Cogido por sorpresa, un torrente de adrenalina invadió súbitamente sus venas, haciéndole retroceder de un salto hasta su cama. Tenía que escapar de allí de manera inmediata. Se dirigió velozmente a la ventana, abriéndola de par en par. La cálida brisa de la noche romana entró en la habitación, llenándola de un penetrante olor a comida. En el edificio de enfrente observó a varias familias cenando despreocupadamente. Madres y padres y niños pequeños que comían y reían y jugaban. Alegres, ajenos a todo. Brian envidió su feliz ignorancia. Casi inmediatamente se dio cuenta de que la huida por la ventana era imposible. Estaba en un cuarto piso, sin escalera de incendios ni asideros. Brian se giró. Su cerebro discurría a toda velocidad, intentando encontrar una solución a lo que se le venía encima de manera inminente. Quizás en el armario habría algo que pudiera utilizar para defenderse. Un palo, una escoba… algo.
Intentó llegar hasta él, pero antes de alcanzarlo, un tremendo estruendo llenó la estancia y vio cómo la puerta de la habitación saltaba violentamente por los aires, levantando una nube de polvo y astillas. La puerta cayó a sus pies, destrozada, y tras el marco vio a un grupo de encapuchados se disponía a tomar el dormitorio por asalto. Se trataba de un comando armado, de más de diez personas, que al verlo comenzaron a gritarle amenazadoramente en un idioma extraño, mientras lo apuntaban con sus fusiles Kalashnikov.
Desesperado, Brian miró a su alrededor, buscando inútilmente algo con que defenderse, mientras el grupo de asaltantes entraba en tromba en la habitación a voz en grito. Se lanzó a la desesperada contra el cabecilla del comando, atacándole la cintura en un intento de hacerlo caer.

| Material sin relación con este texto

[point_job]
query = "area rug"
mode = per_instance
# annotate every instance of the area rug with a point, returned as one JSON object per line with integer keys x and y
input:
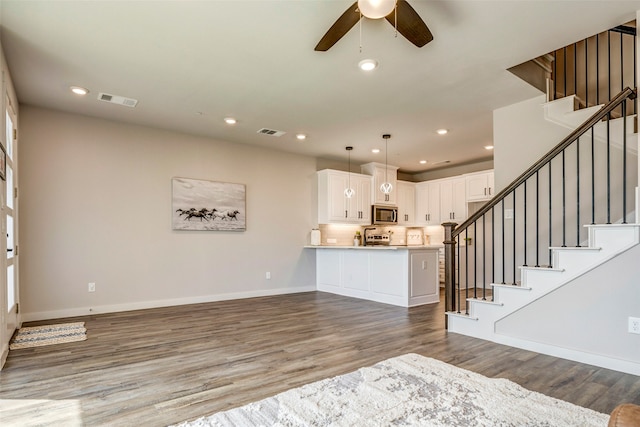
{"x": 407, "y": 390}
{"x": 37, "y": 336}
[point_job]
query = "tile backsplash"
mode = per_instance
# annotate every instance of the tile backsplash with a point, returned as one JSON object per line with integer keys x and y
{"x": 342, "y": 235}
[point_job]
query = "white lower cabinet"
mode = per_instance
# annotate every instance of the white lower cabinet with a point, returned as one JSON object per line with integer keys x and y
{"x": 404, "y": 276}
{"x": 423, "y": 284}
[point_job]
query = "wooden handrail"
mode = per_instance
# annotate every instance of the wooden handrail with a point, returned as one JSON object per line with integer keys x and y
{"x": 627, "y": 93}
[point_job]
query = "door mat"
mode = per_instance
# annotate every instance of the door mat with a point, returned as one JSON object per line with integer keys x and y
{"x": 38, "y": 336}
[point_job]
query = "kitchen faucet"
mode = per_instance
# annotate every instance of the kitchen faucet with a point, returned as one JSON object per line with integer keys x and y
{"x": 365, "y": 234}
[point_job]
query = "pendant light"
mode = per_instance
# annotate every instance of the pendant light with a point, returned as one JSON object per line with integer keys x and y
{"x": 349, "y": 192}
{"x": 386, "y": 186}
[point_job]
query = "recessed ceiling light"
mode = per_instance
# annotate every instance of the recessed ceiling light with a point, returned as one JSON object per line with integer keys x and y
{"x": 79, "y": 90}
{"x": 368, "y": 64}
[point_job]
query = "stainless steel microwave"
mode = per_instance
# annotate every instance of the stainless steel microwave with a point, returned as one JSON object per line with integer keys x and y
{"x": 384, "y": 215}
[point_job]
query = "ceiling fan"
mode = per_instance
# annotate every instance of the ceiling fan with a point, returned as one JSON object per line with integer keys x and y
{"x": 405, "y": 19}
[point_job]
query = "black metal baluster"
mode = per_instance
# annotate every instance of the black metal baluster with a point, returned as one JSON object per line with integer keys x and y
{"x": 503, "y": 267}
{"x": 575, "y": 69}
{"x": 608, "y": 168}
{"x": 459, "y": 282}
{"x": 550, "y": 214}
{"x": 586, "y": 71}
{"x": 493, "y": 247}
{"x": 578, "y": 193}
{"x": 525, "y": 225}
{"x": 593, "y": 177}
{"x": 564, "y": 57}
{"x": 466, "y": 270}
{"x": 537, "y": 219}
{"x": 634, "y": 102}
{"x": 514, "y": 237}
{"x": 609, "y": 65}
{"x": 624, "y": 161}
{"x": 564, "y": 205}
{"x": 484, "y": 258}
{"x": 597, "y": 69}
{"x": 622, "y": 66}
{"x": 475, "y": 260}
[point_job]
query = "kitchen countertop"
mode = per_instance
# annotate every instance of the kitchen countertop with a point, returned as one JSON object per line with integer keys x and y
{"x": 375, "y": 247}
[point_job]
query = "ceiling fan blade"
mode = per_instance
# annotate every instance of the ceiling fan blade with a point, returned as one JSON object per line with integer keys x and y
{"x": 410, "y": 25}
{"x": 341, "y": 27}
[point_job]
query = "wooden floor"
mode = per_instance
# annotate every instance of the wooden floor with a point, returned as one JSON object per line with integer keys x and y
{"x": 163, "y": 366}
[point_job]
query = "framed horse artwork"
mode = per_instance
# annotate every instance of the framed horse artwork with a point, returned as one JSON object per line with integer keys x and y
{"x": 207, "y": 205}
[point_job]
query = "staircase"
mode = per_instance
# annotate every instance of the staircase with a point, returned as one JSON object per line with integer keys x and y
{"x": 511, "y": 295}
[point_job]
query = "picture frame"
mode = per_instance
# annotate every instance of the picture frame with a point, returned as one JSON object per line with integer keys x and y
{"x": 203, "y": 205}
{"x": 3, "y": 162}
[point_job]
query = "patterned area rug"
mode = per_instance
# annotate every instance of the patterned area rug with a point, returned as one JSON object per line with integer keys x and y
{"x": 408, "y": 390}
{"x": 37, "y": 336}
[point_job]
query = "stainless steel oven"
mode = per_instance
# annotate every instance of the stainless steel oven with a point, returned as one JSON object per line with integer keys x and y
{"x": 384, "y": 215}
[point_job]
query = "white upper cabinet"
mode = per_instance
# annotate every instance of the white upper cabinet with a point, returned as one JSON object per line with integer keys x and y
{"x": 335, "y": 207}
{"x": 453, "y": 200}
{"x": 480, "y": 186}
{"x": 380, "y": 175}
{"x": 428, "y": 203}
{"x": 406, "y": 203}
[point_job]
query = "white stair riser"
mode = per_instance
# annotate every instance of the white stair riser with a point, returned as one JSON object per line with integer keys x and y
{"x": 471, "y": 327}
{"x": 615, "y": 238}
{"x": 515, "y": 297}
{"x": 577, "y": 259}
{"x": 547, "y": 277}
{"x": 612, "y": 240}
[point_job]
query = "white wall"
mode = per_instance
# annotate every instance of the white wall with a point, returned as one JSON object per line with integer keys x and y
{"x": 95, "y": 206}
{"x": 589, "y": 314}
{"x": 521, "y": 136}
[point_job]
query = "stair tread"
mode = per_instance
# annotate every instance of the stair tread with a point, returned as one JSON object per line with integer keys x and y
{"x": 484, "y": 301}
{"x": 530, "y": 267}
{"x": 577, "y": 248}
{"x": 462, "y": 315}
{"x": 612, "y": 225}
{"x": 508, "y": 286}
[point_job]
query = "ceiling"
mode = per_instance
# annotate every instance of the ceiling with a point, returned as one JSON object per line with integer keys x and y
{"x": 192, "y": 63}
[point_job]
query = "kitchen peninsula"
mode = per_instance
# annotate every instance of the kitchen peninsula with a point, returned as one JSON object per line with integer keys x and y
{"x": 405, "y": 276}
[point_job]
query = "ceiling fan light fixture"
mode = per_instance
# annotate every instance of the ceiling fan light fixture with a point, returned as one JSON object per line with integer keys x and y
{"x": 368, "y": 64}
{"x": 79, "y": 90}
{"x": 376, "y": 9}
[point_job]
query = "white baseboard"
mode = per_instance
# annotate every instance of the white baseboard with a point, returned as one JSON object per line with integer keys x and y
{"x": 115, "y": 308}
{"x": 626, "y": 366}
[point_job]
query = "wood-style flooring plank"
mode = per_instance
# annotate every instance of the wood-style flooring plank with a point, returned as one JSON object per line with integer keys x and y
{"x": 163, "y": 366}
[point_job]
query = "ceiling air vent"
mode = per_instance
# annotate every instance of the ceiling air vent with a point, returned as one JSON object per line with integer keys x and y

Sin éxito. Un segundo encapuchado le propinó un fuerte golpe en la cabeza con la base de su fusil, dejándolo atontado. Tras un segundo impacto, Brian comenzó a ver negro.
En menos de cinco segundos, su habitación se llenó de terroristas. Sin perder ni un segundo, unos brazos implacables le ataron con eficacia las manos a la espalda. El asaltante lo ató sin contemplaciones, apretándole las cuerdas hasta casi dejarle sin circulación en las manos.
Al verle reducido, los terroristas parecieron relajarse. Brian escuchó entonces unos pocos susurros; órdenes impartidas en árabe cuyo significado no acertó a entender. Los terroristas parecían satisfechos de sí mismos. Hasta escuchó alguna risa.
Aturdido, sintió cómo lo sacaban a rastras de la habitación hasta el pasillo, que estaba desierto. Con el rabillo del ojo vio a Bernardo tendido en el suelo, frente a su habitación, con una capucha negra en la cabeza. Estaba completamente inerte, en una postura antinatural, como tirado de cualquier manera. Una oscura mancha de sangre viscosa impregnaba el suelo, allí donde su reposaba su cabeza. Uno de los asaltantes lo apuntaba con un fusil con cierta desgana. Quizás ya estaba muerto.
El joven exsoldado comenzó a sentir el vertiginoso pánico que conlleva la impotencia, la certeza de estar a merced del enemigo y la incertidumbre de tu propio destino cuando sabes que no puedes hacer nada.
Luego notó cómo le tapaban la cabeza con una capucha y le ataban los pies con fuerza. Cuando la oscuridad cayó sobre sus ojos, Brian dejó de forcejear y se rindió embotado a la engañosa seducción de la inconsciencia.